Department of Cardiovascular Medicine, Aortic Valve Center, Heart and Vascular Institute, Cleveland Clinic, Cleveland, Ohio.
JACC Cardiovasc Interv. 2019 Nov 25;12(22):2299-2306. doi: 10.1016/j.jcin.2019.06.020. Epub 2019 Oct 30.
The aim of this study was to compare outcomes after transcatheter aortic valve replacement (TAVR) in patients with pure aortic stenosis (AS) (i.e., no or trivial associated aortic regurgitation [AR]) with those in patients with AS and mild or more severe AR (i.e., mixed aortic valve disease [MAVD]).
TAVR is indicated in treating patients with severe AS. Limited data exist regarding the outcomes of TAVR in patients with MAVD.
A total of 1,133 patients who underwent TAVR between January 2014 and December 2017 were included. The primary outcome was all-cause mortality. The comparison was adjusted to account for post-TAVR AR development in both groups. The secondary outcomes included composite endpoints of early safety and clinical efficacy as specified in the Valve Academic Research Consortium-2 criteria. Variables were compared using Mann-Whitney, chi-square, and Fisher exact tests, while Kaplan-Meier analyses were used to compare survival.

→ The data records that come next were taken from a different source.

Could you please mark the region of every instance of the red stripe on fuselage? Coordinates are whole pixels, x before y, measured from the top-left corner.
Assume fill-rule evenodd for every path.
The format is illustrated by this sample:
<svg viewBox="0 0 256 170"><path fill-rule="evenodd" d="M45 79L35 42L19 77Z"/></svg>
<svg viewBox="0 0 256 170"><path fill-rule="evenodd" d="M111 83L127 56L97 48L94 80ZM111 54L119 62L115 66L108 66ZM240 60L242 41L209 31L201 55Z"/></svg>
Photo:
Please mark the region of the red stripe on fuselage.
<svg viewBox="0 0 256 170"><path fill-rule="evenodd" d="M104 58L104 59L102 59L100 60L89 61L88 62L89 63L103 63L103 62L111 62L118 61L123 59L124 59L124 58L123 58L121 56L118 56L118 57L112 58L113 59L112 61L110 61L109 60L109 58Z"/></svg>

A total of 688 patients (61%) had MAVD (median age 83 years , 43% women). Among these, 17% developed mild, 2% moderate, and <1% severe post-TAVR AR. Overall, patients with MAVD had better survival compared with patients with pure AS (p = 0.03). Among patients who developed post-TAVR AR, those in the MAVD group had better survival (p = 0.04). In contrast, in patients who did not develop post-TAVR AR, pre-TAVR AR did not improve survival (p = 0.11).
Patients with MAVD who underwent TAVR had better survival compared with patients with pure AS. This is explained by the better survival of patients with MAVD who developed post-TAVR AR, likely due to left ventricular adaptation to AR.

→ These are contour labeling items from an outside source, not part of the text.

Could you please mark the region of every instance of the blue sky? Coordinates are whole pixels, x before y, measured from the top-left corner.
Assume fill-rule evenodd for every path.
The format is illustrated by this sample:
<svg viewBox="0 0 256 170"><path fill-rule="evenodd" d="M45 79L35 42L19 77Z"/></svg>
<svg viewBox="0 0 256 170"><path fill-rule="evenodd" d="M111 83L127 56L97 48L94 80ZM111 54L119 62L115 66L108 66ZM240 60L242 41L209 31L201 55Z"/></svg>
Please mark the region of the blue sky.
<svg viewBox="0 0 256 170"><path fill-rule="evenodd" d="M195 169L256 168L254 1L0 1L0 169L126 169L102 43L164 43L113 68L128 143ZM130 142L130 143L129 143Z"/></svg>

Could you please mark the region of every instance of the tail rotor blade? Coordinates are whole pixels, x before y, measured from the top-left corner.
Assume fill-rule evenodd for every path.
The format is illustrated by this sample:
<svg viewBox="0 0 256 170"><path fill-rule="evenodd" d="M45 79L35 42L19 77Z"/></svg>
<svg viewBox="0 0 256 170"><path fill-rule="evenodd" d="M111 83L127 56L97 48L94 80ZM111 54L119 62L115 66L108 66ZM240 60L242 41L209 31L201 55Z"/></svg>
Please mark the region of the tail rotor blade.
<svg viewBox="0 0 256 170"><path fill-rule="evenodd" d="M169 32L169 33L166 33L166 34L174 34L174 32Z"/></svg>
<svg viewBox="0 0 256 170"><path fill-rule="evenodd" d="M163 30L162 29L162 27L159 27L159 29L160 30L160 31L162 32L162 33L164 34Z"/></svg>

本研究旨在比较单纯主动脉瓣狭窄(AS)(即无或轻度相关主动脉瓣反流[AR])患者与 AS 合并轻度或更重度 AR(即混合性主动脉瓣疾病[MAVD])患者行经导管主动脉瓣置换术(TAVR)后的结局。
TAVR 适用于治疗重度 AS 患者。关于 MAVD 患者 TAVR 结局的数据有限。
共纳入 2014 年 1 月至 2017 年 12 月期间接受 TAVR 的 1133 例患者。主要结局为全因死亡率。两组均调整了 TAVR 后 AR 发展情况。次要结局包括 Valve Academic Research Consortium-2 标准规定的早期安全性和临床疗效的复合终点。使用 Mann-Whitney、卡方和 Fisher 精确检验比较变量,Kaplan-Meier 分析比较生存情况。

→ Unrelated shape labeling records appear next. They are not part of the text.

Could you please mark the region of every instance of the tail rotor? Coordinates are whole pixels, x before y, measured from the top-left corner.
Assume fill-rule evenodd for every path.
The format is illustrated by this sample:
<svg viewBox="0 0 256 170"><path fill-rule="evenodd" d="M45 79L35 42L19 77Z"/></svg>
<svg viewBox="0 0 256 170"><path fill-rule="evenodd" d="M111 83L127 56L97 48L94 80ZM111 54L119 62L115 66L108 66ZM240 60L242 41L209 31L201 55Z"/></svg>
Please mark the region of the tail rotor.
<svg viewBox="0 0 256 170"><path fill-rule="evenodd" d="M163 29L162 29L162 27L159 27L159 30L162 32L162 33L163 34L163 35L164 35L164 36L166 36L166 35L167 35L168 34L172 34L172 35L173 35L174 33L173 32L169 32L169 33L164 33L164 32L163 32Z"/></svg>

共 688 例(61%)患者为 MAVD(中位年龄 83 岁,43%为女性)。其中,17%患者发生轻度、2%中度和<1%重度 TAVR 后 AR。总体而言,与单纯 AS 患者相比,MAVD 患者的生存率更好(p=0.03)。在发生 TAVR 后 AR 的患者中,MAVD 组患者的生存率更好(p=0.04)。相比之下,在未发生 TAVR 后 AR 的患者中,TAVR 前 AR 并不能提高生存率(p=0.11)。
接受 TAVR 的 MAVD 患者的生存率优于单纯 AS 患者。这可以解释为 TAVR 后发生 AR 的 MAVD 患者生存率更好,这可能是由于左心室对 AR 的适应性。